Le montant offert : 26 millions de dollars. Dans le comté de Mason, les terres agricoles se négocient habituellement autour de 6 000 dollars l'acre ; l'offre représentait donc un multiple d'environ dix fois la valeur marchande habituelle. Pour la plupart des propriétaires ruraux, une telle somme relèverait du jackpot. Delsia Bare n'a pas hésité une seconde.
« Si ça ne tient qu'à moi, je reste et je nourris une nation. 26 millions, ça ne veut rien dire », a-t-elle déclaré à la chaîne locale WKRC. Sa mère, Ida Huddleston, 82 ans, a été encore plus directe sur les promesses de retombées économiques avancées par l'acquéreur : « Je dis qu'ils mentent, et la vérité n'est pas en eux.

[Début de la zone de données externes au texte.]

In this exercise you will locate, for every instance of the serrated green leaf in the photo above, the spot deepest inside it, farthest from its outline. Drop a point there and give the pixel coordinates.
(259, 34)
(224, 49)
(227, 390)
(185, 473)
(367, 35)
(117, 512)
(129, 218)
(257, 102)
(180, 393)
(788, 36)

C'est une arnaque. »
Derrière ce refus, une histoire familiale enracinée dans la terre depuis plusieurs générations. « Mon grand-père, mon arrière-grand-père et toute une famille ont vécu ici pendant des années, payé des impôts dessus, nourri une nation », explique Bare. « On a même cultivé du blé pendant la Grande Dépression et maintenu des distributions de pain aux États-Unis quand les gens n'avaient plus rien. »
Malgré leur refus, le projet avance tout de même : l'acquéreur a revu ses plans en s'appuyant sur les terrains cédés par d'autres propriétaires. Une demande de rezonage a été déposée pour reclasser en zone industrielle près de 28 parcelles agricoles totalisant plus de 2 000 acres aux alentours de Big Pond Pike, Germantown Road et Valley Pike Road. Des réunions publiques de la commission d'urbanisme sont prévues les 25 et 26 mars 2026.

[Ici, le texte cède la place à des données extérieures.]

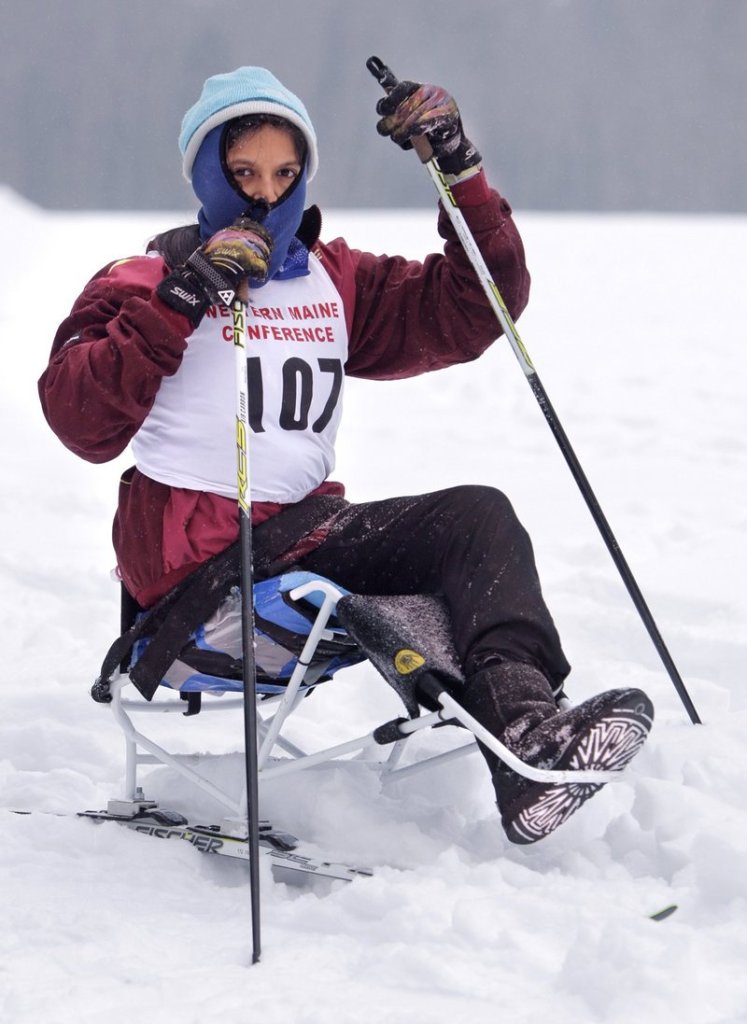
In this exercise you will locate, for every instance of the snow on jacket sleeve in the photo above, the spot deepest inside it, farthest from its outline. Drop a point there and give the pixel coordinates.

Une ruée vers les terres qui transforme l'Amérique rurale
L'histoire de la famille Bare-Huddleston n'est pas un cas isolé. Elle s'inscrit dans un mouvement de fond qui remodèle en profondeur les territoires ruraux américains. Des promoteurs ont approché plusieurs propriétaires du comté de Mason avec des offres de plusieurs millions de dollars. Dans au moins un cas, un propriétaire s'est vu dire de « fixer lui-même son prix » après avoir décliné une première offre déjà bien supérieure à la valeur historique de son terrain.
Des situations similaires se répètent partout. En Pennsylvanie, un agriculteur a refusé une offre de 15 millions de dollars pour des terres qu'il exploite depuis un demi-siècle. Dans le Wisconsin, un autre a rejeté 80 millions de dollars. Certains propriétaires ont décliné des offres dépassant les 120 000 dollars par acre, un niveau qui aurait été inimaginable il y a encore peu.
Pourquoi ces offres si démesurées ? En 2025, les géants de la tech ont dépensé près de 580 milliards de dollars pour convertir des champs, des déserts et des usines abandonnées en infrastructures d'IA. Pour soutenir la croissance rapide de l'IA et du cloud, les entreprises technologiques se battent pour sécuriser ce que le secteur appelle des « terrains alimentés en énergie » : de grandes parcelles avec accès à l'électricité en quantité, à l'eau et à des règles d'urbanisme favorables. À l'échelle mondiale, environ 40 000 acres de ce type de terrain seraient nécessaires pour les nouveaux projets de centres de données au cours des cinq prochaines années, soit environ le double de ce qui est actuellement en exploitation.
Le phénomène bouleverse aussi les marchés fonciers locaux. À Columbus, dans l'Ohio, des terres agricoles autrefois valorisées à 30 000 dollars l'acre dépassent 150 000 dollars après rezonage en vue d'un centre de données. Des tendances similaires émergent partout : à Reno, les valeurs foncières ont quadruplé en cinq ans ; dans l'Utah, des parcelles jadis estimées à 50 000 dollars approchent désormais les 400 000 dollars.
L'eau, la grande oubliée des promesses de prospérité
Ida Huddleston ne se bat pas seulement pour préserver un héritage familial. Elle soulève un enjeu que les entreprises technologiques préfèrent minimiser : la question de l'eau. « Ils nous appellent de vieux agriculteurs stupides, mais nous ne le sommes pas. Nous voyons notre nourriture disparaître, nos terres disparaître, et nous n'avons plus d'eau », a-t-elle dit. Des mots qui résonnent d'autant plus fort que des précédents concrets existent à quelques centaines de kilomètres de là.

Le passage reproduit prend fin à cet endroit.